On the other hand, saying to myself, “I must write a 500 word blog post that will become a chapter, or part of a chapter”, is very doable. In the last two days I have polished off a thousand words with hardly a second thought. Only 29,000 words to go! I wish I hadn’t thought that….

It’s self-contained

Blog posts have to be self-contained, that is, they must work on their own. It’s true that the thousand words I’ve penned so far were written over two days in one blog post, and that they form part of a larger chapter, but each bit worked on its own.
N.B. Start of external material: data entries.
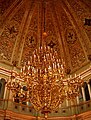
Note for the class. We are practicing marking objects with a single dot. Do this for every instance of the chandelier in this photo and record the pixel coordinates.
(42, 80)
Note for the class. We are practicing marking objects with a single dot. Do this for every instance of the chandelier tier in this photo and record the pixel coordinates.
(42, 80)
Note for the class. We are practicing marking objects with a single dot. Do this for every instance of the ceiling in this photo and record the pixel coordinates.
(67, 23)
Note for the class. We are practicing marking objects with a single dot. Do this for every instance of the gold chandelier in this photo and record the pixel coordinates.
(42, 81)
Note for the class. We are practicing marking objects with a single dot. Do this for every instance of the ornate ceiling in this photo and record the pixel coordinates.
(68, 27)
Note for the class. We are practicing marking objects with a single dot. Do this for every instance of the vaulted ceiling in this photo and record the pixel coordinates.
(67, 23)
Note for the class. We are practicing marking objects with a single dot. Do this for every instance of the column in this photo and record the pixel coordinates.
(67, 103)
(89, 90)
(77, 98)
(83, 94)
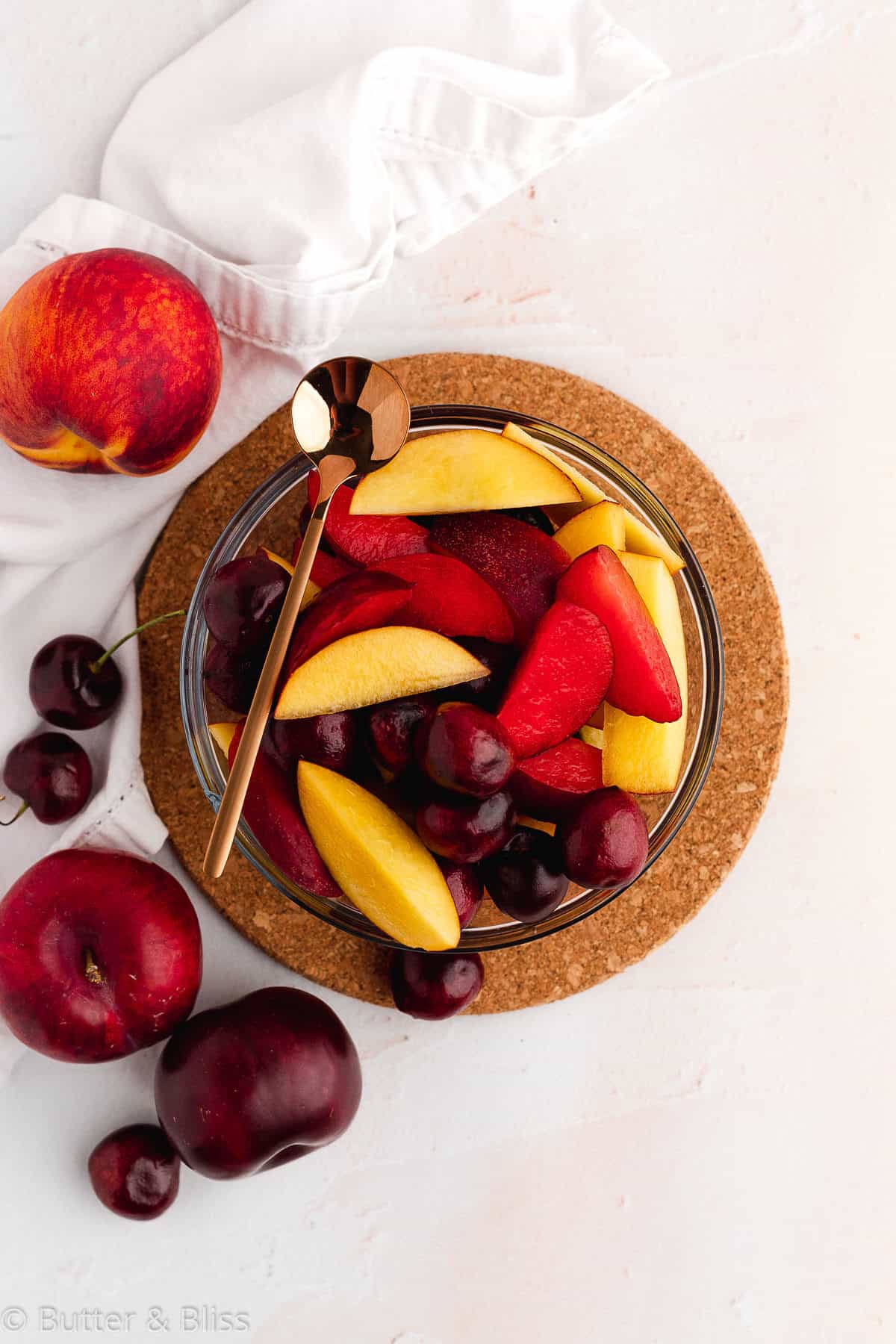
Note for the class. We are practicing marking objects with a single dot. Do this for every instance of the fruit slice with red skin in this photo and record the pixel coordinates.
(257, 1082)
(450, 598)
(519, 561)
(366, 541)
(100, 954)
(644, 680)
(134, 1172)
(605, 839)
(327, 567)
(559, 682)
(554, 781)
(274, 818)
(356, 603)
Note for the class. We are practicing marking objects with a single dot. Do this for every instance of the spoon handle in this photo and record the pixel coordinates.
(231, 804)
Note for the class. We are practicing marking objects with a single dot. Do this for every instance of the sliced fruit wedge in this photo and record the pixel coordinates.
(605, 524)
(638, 754)
(642, 541)
(519, 561)
(364, 541)
(561, 679)
(273, 815)
(379, 862)
(644, 680)
(590, 492)
(375, 665)
(361, 601)
(461, 472)
(594, 737)
(327, 567)
(312, 589)
(449, 597)
(551, 783)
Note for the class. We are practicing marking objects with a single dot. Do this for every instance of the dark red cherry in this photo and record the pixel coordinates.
(465, 886)
(233, 676)
(393, 727)
(326, 739)
(605, 839)
(526, 880)
(74, 683)
(465, 749)
(134, 1171)
(435, 984)
(52, 774)
(465, 830)
(243, 600)
(499, 659)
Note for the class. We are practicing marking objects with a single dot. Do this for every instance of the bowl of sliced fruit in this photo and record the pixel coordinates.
(503, 694)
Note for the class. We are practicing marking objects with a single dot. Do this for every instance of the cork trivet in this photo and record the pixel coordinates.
(689, 871)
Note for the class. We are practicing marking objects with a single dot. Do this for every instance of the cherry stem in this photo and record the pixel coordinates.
(94, 667)
(22, 808)
(92, 969)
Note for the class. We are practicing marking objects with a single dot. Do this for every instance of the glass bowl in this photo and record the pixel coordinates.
(270, 517)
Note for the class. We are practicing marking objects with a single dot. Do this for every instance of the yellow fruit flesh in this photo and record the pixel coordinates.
(382, 866)
(603, 524)
(638, 754)
(462, 472)
(594, 737)
(311, 588)
(590, 492)
(375, 665)
(642, 541)
(222, 735)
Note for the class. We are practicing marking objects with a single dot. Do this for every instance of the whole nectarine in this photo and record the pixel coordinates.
(109, 362)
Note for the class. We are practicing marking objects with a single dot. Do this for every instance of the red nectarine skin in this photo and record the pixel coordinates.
(100, 954)
(644, 680)
(327, 567)
(559, 682)
(257, 1082)
(520, 562)
(361, 601)
(450, 598)
(274, 818)
(551, 783)
(111, 363)
(366, 539)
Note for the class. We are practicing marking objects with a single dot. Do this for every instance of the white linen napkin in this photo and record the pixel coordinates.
(284, 164)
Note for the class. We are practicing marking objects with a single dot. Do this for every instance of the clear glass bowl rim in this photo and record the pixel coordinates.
(430, 418)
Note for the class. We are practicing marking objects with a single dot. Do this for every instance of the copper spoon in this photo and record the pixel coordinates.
(349, 417)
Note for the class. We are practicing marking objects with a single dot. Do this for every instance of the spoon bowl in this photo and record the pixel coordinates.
(349, 417)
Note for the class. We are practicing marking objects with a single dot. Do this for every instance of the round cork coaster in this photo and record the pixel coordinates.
(682, 880)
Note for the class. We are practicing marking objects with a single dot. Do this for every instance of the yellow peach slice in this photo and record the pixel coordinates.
(462, 470)
(594, 737)
(642, 541)
(638, 754)
(374, 665)
(222, 735)
(382, 866)
(603, 524)
(590, 492)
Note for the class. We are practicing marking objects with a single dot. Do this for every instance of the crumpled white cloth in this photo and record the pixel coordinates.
(284, 164)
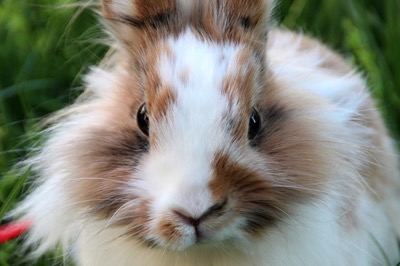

I think having a 500 word limit in your head is a very good discipline, and guards against excessive rambling and meandering.

You come across useful references

I use Zemanta, which suggests articles related to your topic. (I understand that Wordpress users my take advantage of a similar facility built in.) That means that I automatically come across references I may otherwise have not known about, and which have the potential to enrich the text or influence my thinking. I don’t have to use them, but it is almost effortless research; that’s the point.

I can publish the posts if I want to

Who says blog posts have to be published? I am not publishing the posts that form part of my book. But if I want to publicise the book at some stage, or if I wish to test the water to see how people react to the ideas contained within it, I can do so with almost no effort because the posts have already been formatted correctly. Unless, of course, you regard finding a suitable illustration and then clicking “Publish to blog” as effort.

It doesn’t feel like work

I like to write, especially blog posts. I like to try to get my writing done either first thing in the morning, or later in the evening. In other words, during the times that I don’t feel I should be working. (Because I find writing so enjoyable, I have not yet convinced myself that it really is work, which is a pity.) Besides, first thing in the morning is a great time to write: no phone calls, no people calling at the door, just the birds, cats and the sunrise. It certainly worked for Anthony Trollope, who consistently bashed out 2,500 words every day before breakfast.

We often hear of blogs that have been turned into books, as a response to the blog’s popularity. I shouldn’t be surprised if some of them were intended to be published as books right from the start.

Lessons to be learnt?

I think there are some lessons to be learnt for both teachers and pupils from this, such as:

  • Pupils who don't like the idea of lots of people seeing their work can be assured that blog posts don't have to be published. That may sound like it's missing the point somewhat, but in writing my book as a series of blog posts I am merely using blogging as a vehicle for writing.
  • It's a way of encouraging kids to do longer peieces of writing without really thinking about it. That's exactly what I am doing with this book project of mine. In fact, even if the book doesn't get finished, I won't feel like I have wasted my time because I will still have a number of blog posts that I can start publishing.
  • Teachers who feel that their ideas and lessons deserve a wider audience, but are somewhat cowed by the high-pressure idea of putting it all in  book, might find it easier to think in terms of a series of blog posts that they may or may not wish to actually publish.
  • Finally, I like the idea of using a tool for a purpose for which it was not, perhaps, intended. As I have already implied, the reason for blogging is to reach an audience, even if the audience is only yourself, by publishing it online. But you don't actually have to, and that gives one a certain kind of freedom.